Now we can compare this forecast with ses() forecast.

The ses() function forecast was 98816.41 for the point estimate and our ses2() function (using the alpha and level values from the ses()) returned 98816.45. So essentially the two functions resulted in the same output.

HA 7.3

Modify your function from the previous exercise to return the sum of squared errors rather than the forecast of the next observation. Then use the optim() function to find the optimal values of α and ℓ0. Do you get the same values as the ses() function?

First we will adapt the function from 7.2 to return the sum of square errors. For the optim function, you have to specify using the par argument the initial values for the parameters that you want to optimize. Because of this, rather than taking alph and lev as their own arguments, they will get combined into one input as a vector.

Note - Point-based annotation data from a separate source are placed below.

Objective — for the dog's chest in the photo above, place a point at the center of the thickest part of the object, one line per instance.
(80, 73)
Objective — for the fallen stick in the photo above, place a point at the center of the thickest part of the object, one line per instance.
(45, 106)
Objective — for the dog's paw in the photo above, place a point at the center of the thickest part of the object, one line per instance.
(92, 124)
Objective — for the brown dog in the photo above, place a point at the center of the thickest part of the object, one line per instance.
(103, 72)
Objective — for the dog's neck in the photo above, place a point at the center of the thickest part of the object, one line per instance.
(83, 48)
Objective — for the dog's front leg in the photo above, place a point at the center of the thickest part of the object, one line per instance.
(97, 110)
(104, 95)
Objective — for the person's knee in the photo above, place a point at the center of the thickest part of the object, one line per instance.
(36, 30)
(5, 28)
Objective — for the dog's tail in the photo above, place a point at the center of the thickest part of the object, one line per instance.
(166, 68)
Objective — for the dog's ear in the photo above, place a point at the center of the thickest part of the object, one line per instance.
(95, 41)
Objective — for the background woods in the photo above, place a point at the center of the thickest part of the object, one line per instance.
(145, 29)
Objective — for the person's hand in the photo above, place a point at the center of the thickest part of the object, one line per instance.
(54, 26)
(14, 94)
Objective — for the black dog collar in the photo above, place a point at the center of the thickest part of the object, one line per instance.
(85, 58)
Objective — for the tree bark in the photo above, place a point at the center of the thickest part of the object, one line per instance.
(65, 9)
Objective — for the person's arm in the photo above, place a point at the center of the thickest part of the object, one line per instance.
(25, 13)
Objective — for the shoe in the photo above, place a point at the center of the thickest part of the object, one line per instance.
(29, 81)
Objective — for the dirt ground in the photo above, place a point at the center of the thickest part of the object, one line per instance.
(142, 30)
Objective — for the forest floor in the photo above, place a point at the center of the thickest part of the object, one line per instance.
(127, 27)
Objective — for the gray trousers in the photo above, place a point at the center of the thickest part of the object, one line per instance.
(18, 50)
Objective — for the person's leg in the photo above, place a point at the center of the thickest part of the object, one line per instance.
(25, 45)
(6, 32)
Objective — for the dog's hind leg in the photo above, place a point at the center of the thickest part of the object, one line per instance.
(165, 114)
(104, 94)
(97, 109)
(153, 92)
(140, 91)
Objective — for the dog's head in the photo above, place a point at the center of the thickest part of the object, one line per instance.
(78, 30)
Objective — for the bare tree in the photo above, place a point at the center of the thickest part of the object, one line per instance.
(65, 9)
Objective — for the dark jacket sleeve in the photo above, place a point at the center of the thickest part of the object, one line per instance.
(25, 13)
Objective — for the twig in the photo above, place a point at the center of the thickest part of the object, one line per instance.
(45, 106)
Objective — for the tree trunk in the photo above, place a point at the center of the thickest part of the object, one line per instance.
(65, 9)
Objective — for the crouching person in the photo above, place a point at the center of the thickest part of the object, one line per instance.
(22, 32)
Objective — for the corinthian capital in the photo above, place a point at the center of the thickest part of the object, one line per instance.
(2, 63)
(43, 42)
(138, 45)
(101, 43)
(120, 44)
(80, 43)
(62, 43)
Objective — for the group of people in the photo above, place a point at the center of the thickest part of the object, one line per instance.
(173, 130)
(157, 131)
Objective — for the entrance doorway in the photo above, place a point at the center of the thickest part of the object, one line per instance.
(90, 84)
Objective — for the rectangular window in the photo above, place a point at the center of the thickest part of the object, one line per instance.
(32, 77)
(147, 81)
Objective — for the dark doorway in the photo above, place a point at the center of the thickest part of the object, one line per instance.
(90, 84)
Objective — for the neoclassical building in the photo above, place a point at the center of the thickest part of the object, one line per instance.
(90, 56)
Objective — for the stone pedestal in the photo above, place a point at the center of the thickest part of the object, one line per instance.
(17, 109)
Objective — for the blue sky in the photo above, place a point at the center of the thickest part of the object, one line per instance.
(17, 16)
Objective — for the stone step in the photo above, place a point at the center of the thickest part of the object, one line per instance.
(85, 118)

# SSE = sum of (yt - yhat(t-1))^2

sse_fun <- function(par, y) {
  alph <- par[1]
  lev <- par[2]
  
  y.hat <- lev # declare first term of yhat
  sse <- 0
  
  for (i in 1:(length(y))){
    err <- y[i] - y.hat # the current error is the correct value - predicted
    err.2 <- err^2 # square it
    sse <- sse + err.2 # add it up
    
    y.hat <- alph*y[i] + (1-alph)*y.hat # next prediction
  }
  return(sse)
}

Next we will run the optim function to minimize the sums of squares. We chose alpha is 0.8 to start to try to put more emphasis on the more recent past and mean(pigs) data as the level to start with based on there being no strong trend in the data.

find_opt <- optim(par = c(0.8, mean(pigs)), y = pigs, fn=sse_fun)
find_opt

## $par
## [1] 2.971474e-01 7.727386e+04
## 
## $value
## [1] 19765613340
## 
## $counts
## function gradient 
##      145       NA 
## 
## $convergence
## [1] 0
## 
## $message
## NULL

The convergence is 0, indicating successful completion. The outputs are alpha = 0.2971474 and level = 77,273.86.

Last we will compare the values to those from the ses() function.

From the ses() function alpha = 0.2971 and level = 77260.0561. These values are very close to the optimized sse_fun() that we wrote.